Ягужинскому при этом вызове блеснула мысль уколоть, как он думал, ловко самого Матвеева напоминанием дела, повлекшего осуждение Шафирова за ссору в Сенате. Недолго думая Павел Иванович и брякнул:

— Хорошо! Предложение о даче жалованья за труды по службе, кажется, неоспоримо правдиво, но что раз вышло, например, когда, по ходатайству брата переводчик Михайло Шафиров попросил дачи жалованья себе у господ Сената?

— Эк ты куда хватил, Павел Иванович!
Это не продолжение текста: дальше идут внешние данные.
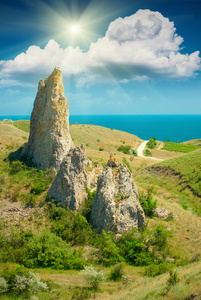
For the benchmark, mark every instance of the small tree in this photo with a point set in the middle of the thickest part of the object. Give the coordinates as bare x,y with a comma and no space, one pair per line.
93,277
172,280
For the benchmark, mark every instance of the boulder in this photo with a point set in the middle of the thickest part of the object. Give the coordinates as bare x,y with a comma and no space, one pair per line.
69,185
116,206
49,139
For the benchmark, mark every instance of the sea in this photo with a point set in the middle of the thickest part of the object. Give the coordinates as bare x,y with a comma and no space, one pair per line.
163,127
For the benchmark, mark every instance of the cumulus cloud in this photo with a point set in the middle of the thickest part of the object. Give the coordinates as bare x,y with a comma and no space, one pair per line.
142,46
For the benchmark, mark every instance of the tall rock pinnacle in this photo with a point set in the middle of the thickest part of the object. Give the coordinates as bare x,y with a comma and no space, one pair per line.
49,139
116,206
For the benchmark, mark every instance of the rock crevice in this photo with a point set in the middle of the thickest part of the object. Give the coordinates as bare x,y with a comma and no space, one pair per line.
116,206
49,139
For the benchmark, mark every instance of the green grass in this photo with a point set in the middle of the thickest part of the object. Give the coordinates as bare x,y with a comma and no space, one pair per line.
23,125
179,147
180,176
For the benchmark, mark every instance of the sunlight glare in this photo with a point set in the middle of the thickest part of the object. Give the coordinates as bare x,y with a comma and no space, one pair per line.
74,28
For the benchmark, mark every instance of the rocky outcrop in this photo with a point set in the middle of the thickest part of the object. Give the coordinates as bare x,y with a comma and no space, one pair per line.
69,186
49,139
116,206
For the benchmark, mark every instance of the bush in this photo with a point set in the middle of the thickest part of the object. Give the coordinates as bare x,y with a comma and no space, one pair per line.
3,285
93,277
151,143
147,153
125,149
127,164
147,203
71,226
117,272
109,252
42,250
88,204
6,121
179,147
134,248
160,237
19,280
16,166
155,270
172,280
133,151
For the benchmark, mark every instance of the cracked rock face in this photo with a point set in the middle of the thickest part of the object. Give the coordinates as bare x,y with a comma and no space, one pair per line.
116,206
49,139
69,186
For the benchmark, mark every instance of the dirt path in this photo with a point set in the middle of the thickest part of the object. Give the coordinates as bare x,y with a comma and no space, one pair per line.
140,150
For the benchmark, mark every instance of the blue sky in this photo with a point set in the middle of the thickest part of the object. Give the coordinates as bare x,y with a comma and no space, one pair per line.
117,57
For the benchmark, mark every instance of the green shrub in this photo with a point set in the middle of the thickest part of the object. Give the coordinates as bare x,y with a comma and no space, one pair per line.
179,147
147,153
117,272
16,166
3,286
172,280
42,250
109,252
151,143
134,248
133,151
88,204
93,277
147,203
155,269
19,281
160,237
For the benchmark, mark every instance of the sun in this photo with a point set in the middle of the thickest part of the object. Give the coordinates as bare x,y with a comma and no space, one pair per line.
74,28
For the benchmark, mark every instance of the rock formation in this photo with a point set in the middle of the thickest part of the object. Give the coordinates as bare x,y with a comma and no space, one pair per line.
116,207
49,139
69,186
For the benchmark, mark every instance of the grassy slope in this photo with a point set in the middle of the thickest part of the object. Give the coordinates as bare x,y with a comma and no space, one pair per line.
10,135
181,176
23,125
185,228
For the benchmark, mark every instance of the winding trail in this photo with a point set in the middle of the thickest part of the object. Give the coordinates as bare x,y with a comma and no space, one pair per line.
140,150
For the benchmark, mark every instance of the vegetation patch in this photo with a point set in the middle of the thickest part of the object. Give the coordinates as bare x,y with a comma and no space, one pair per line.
151,143
147,203
22,125
179,147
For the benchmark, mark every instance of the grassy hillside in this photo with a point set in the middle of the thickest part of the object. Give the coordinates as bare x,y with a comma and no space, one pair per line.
193,142
22,125
185,148
40,235
180,176
10,136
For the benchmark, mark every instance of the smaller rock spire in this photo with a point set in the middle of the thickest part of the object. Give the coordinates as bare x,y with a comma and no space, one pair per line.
49,139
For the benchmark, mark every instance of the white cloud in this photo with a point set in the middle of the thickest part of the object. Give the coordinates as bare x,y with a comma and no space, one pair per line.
139,47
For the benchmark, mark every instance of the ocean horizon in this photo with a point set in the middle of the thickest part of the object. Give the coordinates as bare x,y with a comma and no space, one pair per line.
163,127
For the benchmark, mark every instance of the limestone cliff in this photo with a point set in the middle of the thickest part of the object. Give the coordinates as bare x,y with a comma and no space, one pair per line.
49,139
116,206
69,186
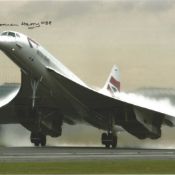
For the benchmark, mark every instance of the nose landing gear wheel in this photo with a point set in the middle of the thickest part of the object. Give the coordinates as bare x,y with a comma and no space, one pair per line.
109,140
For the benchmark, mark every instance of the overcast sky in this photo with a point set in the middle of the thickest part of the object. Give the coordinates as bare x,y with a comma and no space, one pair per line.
90,36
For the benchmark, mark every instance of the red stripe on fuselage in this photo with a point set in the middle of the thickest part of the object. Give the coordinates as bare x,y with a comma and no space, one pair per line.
115,83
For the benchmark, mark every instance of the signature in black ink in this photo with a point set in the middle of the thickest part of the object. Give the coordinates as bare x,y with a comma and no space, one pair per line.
29,25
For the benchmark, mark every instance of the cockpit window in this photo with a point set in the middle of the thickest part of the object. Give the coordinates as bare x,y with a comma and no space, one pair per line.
11,34
4,33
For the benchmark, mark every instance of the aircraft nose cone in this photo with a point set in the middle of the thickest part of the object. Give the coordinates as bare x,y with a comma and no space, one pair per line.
2,42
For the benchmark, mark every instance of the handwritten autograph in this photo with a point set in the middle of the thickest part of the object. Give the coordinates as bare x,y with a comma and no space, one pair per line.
29,25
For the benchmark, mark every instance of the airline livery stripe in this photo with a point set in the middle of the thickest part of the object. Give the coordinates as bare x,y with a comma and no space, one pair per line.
115,83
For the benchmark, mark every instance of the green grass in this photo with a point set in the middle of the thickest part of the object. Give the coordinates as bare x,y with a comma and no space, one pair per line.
90,167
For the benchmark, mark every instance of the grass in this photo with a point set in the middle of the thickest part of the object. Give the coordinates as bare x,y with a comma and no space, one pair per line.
90,167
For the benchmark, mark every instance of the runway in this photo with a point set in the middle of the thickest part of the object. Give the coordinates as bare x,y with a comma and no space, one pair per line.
53,154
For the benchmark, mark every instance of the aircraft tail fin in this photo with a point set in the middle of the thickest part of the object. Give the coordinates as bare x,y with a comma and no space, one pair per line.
113,82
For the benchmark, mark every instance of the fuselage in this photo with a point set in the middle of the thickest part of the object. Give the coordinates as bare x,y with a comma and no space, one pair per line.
34,60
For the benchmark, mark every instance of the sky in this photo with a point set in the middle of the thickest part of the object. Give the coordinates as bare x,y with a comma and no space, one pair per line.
89,37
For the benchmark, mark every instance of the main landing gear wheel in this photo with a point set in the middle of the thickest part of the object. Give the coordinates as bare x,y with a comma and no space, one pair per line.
38,139
109,139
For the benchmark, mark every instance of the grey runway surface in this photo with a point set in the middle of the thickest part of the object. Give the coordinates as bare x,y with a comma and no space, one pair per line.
53,154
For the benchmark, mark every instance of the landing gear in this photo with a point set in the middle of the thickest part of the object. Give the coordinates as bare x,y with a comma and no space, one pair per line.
38,139
109,139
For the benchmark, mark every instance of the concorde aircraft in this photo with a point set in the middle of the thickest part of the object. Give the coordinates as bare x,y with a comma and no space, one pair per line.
51,94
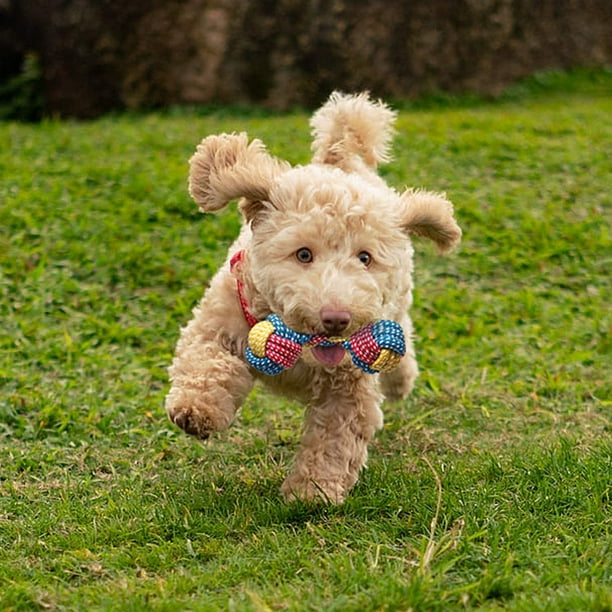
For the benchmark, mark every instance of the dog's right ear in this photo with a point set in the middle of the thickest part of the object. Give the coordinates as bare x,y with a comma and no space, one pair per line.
227,167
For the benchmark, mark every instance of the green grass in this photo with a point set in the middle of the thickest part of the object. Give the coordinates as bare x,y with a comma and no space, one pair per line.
488,489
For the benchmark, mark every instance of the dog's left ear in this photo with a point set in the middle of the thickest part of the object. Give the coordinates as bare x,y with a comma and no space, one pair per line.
430,215
226,167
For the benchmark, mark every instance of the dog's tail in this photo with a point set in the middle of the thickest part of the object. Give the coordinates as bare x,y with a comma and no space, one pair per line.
351,127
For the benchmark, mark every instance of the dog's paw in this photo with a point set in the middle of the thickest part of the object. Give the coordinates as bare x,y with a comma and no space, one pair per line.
193,423
198,417
307,489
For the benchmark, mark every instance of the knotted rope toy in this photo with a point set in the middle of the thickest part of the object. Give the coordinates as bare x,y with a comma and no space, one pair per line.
274,347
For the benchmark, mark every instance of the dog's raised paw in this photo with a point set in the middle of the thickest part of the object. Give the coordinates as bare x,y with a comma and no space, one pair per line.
310,490
193,423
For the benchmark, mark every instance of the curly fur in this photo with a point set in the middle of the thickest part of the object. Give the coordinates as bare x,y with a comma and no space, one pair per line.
338,207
Большой же ты ловчак! — отозвался Шафиров. — Я буду должен сам тебе на это отповедь дать. Брату следовало жалованье, бесспорно, но Скорняков под сукно запрятал указ тобою не исполненный, приняв временное прокурорство, норовя нашему общему ворогу. А чтобы я его не уличал, потребовал моего удаления: якобы я тут был причастен к делу, по родству. Я возразил при этом нахальстве резко, каюсь… Подхватил мою резкость Сашка, такой же мастер концы ловить, как и ты, Павел Иваныч, не обидься за подходящее сравненье… Вот и вышло между мною и им безобразие… Не оправдываю свою запальчивость… Но могу одно сказать, что самый случай подобного греха со всяким горячим человеком может случиться, когда докладчик — вор, и турусу подводит, держа в одну руку с председателем… Ради такой лёгкости распрей и следует в совете, о котором теперь мы рассуждаем, не быть председателю постоянному, а выбирать председателя на одно присутствие. И то в самом заседании, прежде чем садиться, шарами разумеется. Докладчиком же быть секретарю, а никак не одному из равноправных членов. Равенство свободных голосов тогда и принесёт всю пользу, от него ожидаемую.
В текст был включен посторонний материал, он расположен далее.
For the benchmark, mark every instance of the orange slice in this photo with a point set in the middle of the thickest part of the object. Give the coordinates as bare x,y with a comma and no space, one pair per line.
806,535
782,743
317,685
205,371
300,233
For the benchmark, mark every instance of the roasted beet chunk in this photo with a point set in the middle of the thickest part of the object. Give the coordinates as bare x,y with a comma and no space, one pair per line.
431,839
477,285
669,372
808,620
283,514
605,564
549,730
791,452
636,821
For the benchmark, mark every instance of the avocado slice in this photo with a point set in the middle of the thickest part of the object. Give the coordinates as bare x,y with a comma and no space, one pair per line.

Павел Иванович Ягужинский совсем растерялся при таком полном крушении своих надежд, ради которых он и подбил на совещание. Он опустил голову, и на лице его выступило недовольство в соединении с враждебностью к выбранным было им в союзники. Так что в эту минуту он готов был переменить мысль о том, что тесть его — на поддержке которого основывалось многое — никогда не может сойтись с Меньшиковым, враждуя с ним единственно ради первенства, которого тот, естественно, не уступал и не уступит. В ушах генерал-прокурора ещё болезненно отдавались последние слова Шафирова, когда Толстой нанёс ещё более отважный и неотвратимый удар его самолюбию, резюмируя все выслушанное на совещании.

— Из этого видно, господа товарищи, — молвил Толстой, — что нам Павла Иваныча нельзя даже прочить и в члены совета, при высказанной им неуверенности в пользе свободных голосов. По его мнению, нельзя даже в совете прийти к решению иначе как с нажимом председателя! А такого обращения с нашими мнениями мы меньше всего желаем. Один граф Гаврило Иваныч будет равный с ним, не перемогая, как единица, ничьего единичного же мнения. А если допустить поддержку его ещё в члене равноправном, два голоса — уже видный перевес! Поэтому двоим разом — зятю и тестю — сидеть в совете мы допустить не можем, без очевидного подрыва права каждого из нас и всех вообще. Пусть своим Сенатом и заправляет Павел Иваныч, а нас не касается.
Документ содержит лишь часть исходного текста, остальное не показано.